Consider the cost of maintenance items an ICE must endure for a 150K+ mile life such as oil changes, spark plugs, valve adjustment, timing belt/chain, filters, various emissions components. Depending on manufacturer, you could be paying a lot more or a bit less than a new battery on your BEV. With the electric vehicle, you also get the benefit of doing less brake jobs, or none at all if you don't drive aggressively, and have a vehicle capable of great regen.

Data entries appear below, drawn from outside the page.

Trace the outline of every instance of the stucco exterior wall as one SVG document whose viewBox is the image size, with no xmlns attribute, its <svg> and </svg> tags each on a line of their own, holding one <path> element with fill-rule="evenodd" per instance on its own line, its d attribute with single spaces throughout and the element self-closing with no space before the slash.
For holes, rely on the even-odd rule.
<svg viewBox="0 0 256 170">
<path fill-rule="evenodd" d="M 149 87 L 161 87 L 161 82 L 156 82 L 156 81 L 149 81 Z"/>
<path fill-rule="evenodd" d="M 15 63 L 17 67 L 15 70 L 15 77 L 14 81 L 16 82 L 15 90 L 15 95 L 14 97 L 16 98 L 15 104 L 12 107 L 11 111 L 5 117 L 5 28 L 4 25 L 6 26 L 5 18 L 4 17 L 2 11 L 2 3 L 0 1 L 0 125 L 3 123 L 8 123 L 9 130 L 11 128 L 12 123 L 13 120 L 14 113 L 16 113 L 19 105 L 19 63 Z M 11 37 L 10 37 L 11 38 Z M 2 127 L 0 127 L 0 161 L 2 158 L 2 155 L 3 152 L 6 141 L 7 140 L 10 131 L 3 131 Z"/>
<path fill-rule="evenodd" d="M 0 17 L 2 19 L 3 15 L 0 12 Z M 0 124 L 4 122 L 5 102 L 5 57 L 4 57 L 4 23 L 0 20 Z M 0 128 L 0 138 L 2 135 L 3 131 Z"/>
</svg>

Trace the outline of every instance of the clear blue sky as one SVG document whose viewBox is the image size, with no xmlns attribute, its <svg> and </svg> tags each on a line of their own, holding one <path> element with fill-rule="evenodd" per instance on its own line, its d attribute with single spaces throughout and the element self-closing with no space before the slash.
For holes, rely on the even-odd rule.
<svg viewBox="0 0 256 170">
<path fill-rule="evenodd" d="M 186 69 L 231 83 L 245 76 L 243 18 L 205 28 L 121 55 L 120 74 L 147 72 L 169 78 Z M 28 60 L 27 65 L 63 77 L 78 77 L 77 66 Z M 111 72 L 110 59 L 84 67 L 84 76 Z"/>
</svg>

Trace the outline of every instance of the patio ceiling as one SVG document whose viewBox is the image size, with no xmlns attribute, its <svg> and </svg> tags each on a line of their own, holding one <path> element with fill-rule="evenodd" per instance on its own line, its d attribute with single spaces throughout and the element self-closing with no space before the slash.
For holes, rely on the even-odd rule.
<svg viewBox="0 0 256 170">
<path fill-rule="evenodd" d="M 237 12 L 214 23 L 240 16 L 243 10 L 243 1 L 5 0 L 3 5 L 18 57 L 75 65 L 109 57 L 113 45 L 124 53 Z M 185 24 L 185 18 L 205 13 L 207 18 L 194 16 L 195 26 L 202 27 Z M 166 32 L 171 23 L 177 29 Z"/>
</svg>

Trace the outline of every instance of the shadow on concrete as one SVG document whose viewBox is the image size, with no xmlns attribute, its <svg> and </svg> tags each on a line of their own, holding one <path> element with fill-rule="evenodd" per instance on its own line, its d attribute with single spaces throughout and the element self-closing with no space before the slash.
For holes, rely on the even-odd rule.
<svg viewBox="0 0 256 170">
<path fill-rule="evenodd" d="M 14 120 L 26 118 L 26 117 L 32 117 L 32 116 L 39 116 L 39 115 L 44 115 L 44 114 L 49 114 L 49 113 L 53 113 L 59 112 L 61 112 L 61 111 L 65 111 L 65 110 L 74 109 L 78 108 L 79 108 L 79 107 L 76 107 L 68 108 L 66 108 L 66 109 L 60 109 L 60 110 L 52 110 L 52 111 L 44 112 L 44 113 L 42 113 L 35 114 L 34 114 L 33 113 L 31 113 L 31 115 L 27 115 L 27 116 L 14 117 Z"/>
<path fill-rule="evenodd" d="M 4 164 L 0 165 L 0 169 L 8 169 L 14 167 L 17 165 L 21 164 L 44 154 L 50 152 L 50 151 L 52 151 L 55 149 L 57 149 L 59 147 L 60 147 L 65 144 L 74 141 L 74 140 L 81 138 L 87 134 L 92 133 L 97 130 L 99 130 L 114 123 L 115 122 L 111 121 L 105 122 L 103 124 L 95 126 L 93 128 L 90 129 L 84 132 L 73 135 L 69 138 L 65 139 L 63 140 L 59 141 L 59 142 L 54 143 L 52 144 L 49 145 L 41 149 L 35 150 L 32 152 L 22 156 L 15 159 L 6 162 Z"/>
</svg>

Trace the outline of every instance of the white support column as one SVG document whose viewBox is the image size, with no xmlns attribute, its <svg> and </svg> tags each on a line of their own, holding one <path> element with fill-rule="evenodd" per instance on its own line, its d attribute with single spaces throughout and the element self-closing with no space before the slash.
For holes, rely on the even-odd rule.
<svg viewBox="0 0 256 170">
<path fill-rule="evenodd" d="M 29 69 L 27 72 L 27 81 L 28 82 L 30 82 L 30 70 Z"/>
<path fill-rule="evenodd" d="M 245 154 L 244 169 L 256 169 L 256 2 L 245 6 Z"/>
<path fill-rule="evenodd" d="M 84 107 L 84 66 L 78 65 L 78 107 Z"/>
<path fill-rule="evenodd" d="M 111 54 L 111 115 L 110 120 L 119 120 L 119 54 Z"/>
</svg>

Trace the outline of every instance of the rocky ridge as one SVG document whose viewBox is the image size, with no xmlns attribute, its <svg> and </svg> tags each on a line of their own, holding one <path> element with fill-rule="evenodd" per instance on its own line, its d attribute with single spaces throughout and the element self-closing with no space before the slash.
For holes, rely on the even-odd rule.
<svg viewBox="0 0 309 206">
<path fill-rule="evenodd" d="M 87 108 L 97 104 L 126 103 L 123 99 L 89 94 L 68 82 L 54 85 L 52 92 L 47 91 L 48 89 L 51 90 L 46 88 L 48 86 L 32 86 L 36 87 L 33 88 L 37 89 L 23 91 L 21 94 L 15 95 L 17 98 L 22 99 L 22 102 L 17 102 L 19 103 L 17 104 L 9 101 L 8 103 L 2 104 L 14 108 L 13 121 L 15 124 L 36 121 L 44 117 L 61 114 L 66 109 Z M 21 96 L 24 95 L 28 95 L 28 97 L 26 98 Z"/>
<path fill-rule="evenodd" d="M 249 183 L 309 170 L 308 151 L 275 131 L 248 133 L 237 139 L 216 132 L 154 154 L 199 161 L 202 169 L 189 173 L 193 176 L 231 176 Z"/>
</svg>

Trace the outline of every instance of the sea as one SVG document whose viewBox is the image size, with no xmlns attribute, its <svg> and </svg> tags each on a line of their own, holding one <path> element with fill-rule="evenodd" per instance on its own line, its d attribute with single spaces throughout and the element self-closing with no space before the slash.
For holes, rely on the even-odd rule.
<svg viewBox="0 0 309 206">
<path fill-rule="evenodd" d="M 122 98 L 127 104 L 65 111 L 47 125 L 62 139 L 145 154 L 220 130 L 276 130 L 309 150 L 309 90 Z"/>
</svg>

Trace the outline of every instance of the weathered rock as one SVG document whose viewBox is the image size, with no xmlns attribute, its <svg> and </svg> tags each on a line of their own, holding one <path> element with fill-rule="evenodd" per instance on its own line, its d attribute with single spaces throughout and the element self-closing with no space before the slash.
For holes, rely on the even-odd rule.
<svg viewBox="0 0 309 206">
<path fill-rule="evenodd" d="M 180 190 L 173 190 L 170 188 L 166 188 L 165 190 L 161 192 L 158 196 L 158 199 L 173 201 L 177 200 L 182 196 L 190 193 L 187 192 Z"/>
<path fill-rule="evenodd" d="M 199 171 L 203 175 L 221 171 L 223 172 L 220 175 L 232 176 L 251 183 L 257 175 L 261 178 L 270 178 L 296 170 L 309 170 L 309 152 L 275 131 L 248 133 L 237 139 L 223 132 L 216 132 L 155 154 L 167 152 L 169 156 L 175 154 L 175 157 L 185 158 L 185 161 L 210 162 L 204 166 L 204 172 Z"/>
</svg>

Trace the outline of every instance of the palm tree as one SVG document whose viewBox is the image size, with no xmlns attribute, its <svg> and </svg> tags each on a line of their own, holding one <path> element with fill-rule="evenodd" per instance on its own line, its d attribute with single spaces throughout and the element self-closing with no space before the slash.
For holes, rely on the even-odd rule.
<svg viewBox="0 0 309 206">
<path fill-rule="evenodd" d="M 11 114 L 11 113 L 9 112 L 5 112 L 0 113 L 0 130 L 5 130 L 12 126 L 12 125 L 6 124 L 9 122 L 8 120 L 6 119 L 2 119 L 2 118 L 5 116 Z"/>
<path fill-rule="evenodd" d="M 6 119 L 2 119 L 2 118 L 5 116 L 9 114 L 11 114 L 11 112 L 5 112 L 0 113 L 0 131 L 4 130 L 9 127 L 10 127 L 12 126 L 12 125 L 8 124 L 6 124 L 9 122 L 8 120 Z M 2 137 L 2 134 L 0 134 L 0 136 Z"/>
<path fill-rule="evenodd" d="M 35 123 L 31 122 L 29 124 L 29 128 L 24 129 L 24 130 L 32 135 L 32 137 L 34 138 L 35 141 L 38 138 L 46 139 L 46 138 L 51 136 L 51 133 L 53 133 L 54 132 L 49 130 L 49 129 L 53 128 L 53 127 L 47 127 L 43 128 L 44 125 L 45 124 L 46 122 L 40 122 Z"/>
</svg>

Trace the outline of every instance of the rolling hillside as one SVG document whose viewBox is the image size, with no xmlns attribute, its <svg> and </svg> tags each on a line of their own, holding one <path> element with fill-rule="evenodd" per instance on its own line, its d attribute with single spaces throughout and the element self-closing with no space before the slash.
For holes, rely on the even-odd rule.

You raise a good point about electronics, as they are prone to failure just the same as mechanical things. I don't know too much about Chevy's battery electric cars, or Nissan and Mitsubishi as well. I have always admired the Volt, and the scope of the Leaf and MiEV, I think Toyota really laid the groundwork for the counter to the battery argument. That is why I am disheartened they are skipping Li-ion and trying to go fuel cell with the Mirai. Anyhow, even ICE vehicles have a large amount of electronics to make the engines function within emission and power specs. I am not sure if you are implying that ICE cars are still running breaker point distributors and carburetors, but the failure-prone electronics is a check mark in both power sources, IMO. I get it that you are just responding in a realistic fashion to yinan's overly-enthusiastic post, and I am not trying to deride you, just keeping the facts straight.
I am probably in the minority where functionality is more important to how a vehicle looks, so the cosmetic argument is moot.
I am not going to grandstand for Tesla as yinan has embarrassingly done, but I believe the Model S is one of the most properly executed arguments for battery powered electric vehicles on the road today.
Also, I don't like the screen in that Model 3 interior one bit.